Le général de Gaulle a eu tort, en 1969, de vouloir fusionner le Sénat et le Conseil économique et social. Le résultat négatif du référendum l'a d’ailleurs conduit à quitter le pouvoir. Que M. Macron souhaite réformer le CESE, pourquoi pas? Encore faut-il savoir quoi faire et comment. Il est fondamental de ne pas confondre une assemblée politique, le Sénat, qui est désignée par le suffrage universel, même indirect, et une assemblée, le CESE, sous sa forme d'aujourd'hui ou de demain qui est composée de personnes désignées soit par des organismes  soit par des personnalités. La qualité des uns et des autres n'est pas en cause, mais on ne peut pas assimiler des élus et des délégués nommés. Quant à l'avenir du CESE, il n'est inscrit nulle part. Il est en suspens depuis toujours.

La réforme initiée à l'Assemblée Nationale par François de Rugy montre que les questions qui sont posées aujourd'hui vont dans le sens d'une rationalisation-accélération de la procédure parlementaire. Ce qui peut être très utile pour que les résultats des projets politiques produisent des effets plus rapidement. Mais n'y a-t-il pas aussi le risque d'un appauvrissement de la législation française en ne prenant pas le temps de la maturation des projets ? 

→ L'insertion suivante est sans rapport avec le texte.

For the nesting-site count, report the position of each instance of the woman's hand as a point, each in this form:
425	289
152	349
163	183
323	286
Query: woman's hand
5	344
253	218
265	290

M. de Rugy a raison de vouloir rendre le travail de l'Assemblée nationale plus efficace. Je suis certain que le prochain président du Sénat aura la même préoccupation. Ceci étant, il faut toujours avoir présent à  l'esprit que le véritable pourvoyeur du travail législatif, c'est le gouvernement. Quand il y a un embouteillage de projets, en particulier à l'automne avec les très longues discussions de la loi de finances et de la loi  de financement de la sécurité sociale, il faut parvenir à établir une véritable hiérarchie des urgences. L'expérience montre que ce n'est pas facile. Il convient aussi de s'interroger sur les effets pervers de la réforme constitutionnelle de 2008, en particulier l'augmentation considérable des amendements (et ensuite des articles définitifs) lors de l'examen en commission. Il est sain que les immenses ressources de la société numérique soient mises au service du travail parlementaire, mais nul ne doit oublier que la loi a pour objet d’encadrer de manière stable et durable la vie collective, celles des hommes et des femmes comme celle des groupes et des sociétés. L'instabilité législative est certainement  un facteur d'inquiétude pour toute la société.